In this way, the input conditions depending on the blast furnace furnace condition are determined by the above-mentioned safety interlock items (see the area surrounded by the dashed line in FIG. 2), and operation is continued within the allowable range of the turbine generator. As explained above, in the present invention, when the blast furnace furnace condition is unstable such as blast furnace slip, especially when the blast furnace gas pressure and gas flow rate suddenly decrease and the duration thereof is within a certain period of time,
Only during that time, the protective relay or protection device is closed and locked, and AQR operation or APFR operation is switched to AVR operation, so continuous operation is possible without causing serious equipment accidents even when furnace conditions are unstable such as blast furnace slippage. As a result, it is possible to dramatically improve the energy recovery rate, operation rate, and reliability of power generation supply, as well as to supply reactive power to the power distribution system and improve the power factor, as well as to trip the turbine during unstable blast furnace conditions. Due to the suspension of the command, the high temperature and high pressure dust gas flow associated with the forced septum valve can be suppressed, and as a result, dust adhesion in the blast furnace exhaust gas system, especially dry vision dust collectors, wet dust collectors, septum valve bags and pipes, has been suppressed. It has many excellent practical effects, such as preventing and cutting.

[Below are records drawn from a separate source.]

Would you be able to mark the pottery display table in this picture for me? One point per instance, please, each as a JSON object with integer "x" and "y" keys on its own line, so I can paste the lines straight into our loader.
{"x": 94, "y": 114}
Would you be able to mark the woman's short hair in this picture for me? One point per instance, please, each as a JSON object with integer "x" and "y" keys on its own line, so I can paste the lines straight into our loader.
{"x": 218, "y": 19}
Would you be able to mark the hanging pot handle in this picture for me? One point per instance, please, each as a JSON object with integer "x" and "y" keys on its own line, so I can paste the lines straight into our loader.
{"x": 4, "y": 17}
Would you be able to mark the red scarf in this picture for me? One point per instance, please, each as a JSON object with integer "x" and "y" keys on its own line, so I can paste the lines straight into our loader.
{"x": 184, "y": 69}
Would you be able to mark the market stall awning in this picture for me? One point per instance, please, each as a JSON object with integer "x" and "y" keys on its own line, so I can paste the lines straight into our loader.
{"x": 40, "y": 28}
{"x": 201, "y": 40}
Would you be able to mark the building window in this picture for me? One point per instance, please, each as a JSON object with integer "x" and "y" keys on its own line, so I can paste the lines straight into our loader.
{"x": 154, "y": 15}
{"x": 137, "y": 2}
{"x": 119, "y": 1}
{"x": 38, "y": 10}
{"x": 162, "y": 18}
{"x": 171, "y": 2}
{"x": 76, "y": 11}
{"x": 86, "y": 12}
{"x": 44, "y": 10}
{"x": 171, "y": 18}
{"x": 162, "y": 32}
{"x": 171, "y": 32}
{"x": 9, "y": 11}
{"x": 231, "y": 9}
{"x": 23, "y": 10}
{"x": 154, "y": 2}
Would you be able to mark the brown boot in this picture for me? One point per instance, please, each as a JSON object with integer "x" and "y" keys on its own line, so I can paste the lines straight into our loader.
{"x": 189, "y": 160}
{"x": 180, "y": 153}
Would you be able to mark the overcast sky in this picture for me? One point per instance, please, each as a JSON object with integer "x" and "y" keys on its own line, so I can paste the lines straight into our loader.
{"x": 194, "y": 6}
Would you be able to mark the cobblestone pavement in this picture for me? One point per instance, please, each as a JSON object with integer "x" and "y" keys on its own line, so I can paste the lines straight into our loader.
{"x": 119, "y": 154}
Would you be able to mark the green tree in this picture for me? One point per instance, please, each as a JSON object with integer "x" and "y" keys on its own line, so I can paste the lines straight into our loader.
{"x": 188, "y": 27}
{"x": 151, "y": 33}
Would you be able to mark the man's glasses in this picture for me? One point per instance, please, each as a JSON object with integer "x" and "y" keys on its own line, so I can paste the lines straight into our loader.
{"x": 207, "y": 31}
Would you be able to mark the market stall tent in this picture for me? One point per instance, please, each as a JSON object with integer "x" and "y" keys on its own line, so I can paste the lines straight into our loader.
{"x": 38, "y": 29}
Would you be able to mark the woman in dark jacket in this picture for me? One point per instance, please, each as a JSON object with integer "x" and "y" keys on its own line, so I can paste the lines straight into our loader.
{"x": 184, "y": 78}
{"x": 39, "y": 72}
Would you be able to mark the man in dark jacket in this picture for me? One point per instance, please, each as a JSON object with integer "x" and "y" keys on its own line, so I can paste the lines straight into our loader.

[Brief explanation of the drawing]

Fig. 1 is a schematic diagram showing an example of a blast furnace exhaust gas system incorporating power generation equipment for carrying out the present invention, Fig. 2 is a block diagram showing the main parts of the safety interlock system, and Fig. 3
The figure is a graph showing changes in gas pressure, gas flow rate, and power generation output during blast furnace slip. 1... Blast furnace, 4... Septum valve device,
7...Furnace top pressure recovery power generation equipment, 10T...
...Turbine, 10G... Generator, 15... Security interlock device. Figure 2 Figure 3

Claims (1)

[Claims] 1 Blast furnace gas energy recovery power generation in which gas turbine power generation equipment for recovering blast furnace gas pressure energy is installed in the blast furnace exhaust gas system in parallel with a septum valve device, and these power generation equipment and the septum valve device control the furnace top pressure and generate electricity. In the equipment operation method, when there is a sudden increase in output due to unstable blast furnace conditions such as the occurrence of blast furnace slip, the turbine generator is operated continuously in constant power factor operation, constant excitation operation, or increased excitation, and then the blast furnace gas generation amount and When the furnace top pressure decreases, the protective relay and protection device are closed and locked for a certain period of time, and the turbine generator is switched to automatic voltage adjustment operation and operated, and during this period, the gas turbine generator equipment is operated without issuing a stop command. A method of operating a blast furnace gas energy recovery power generation facility during unstable blast furnace furnace conditions, characterized by continuing.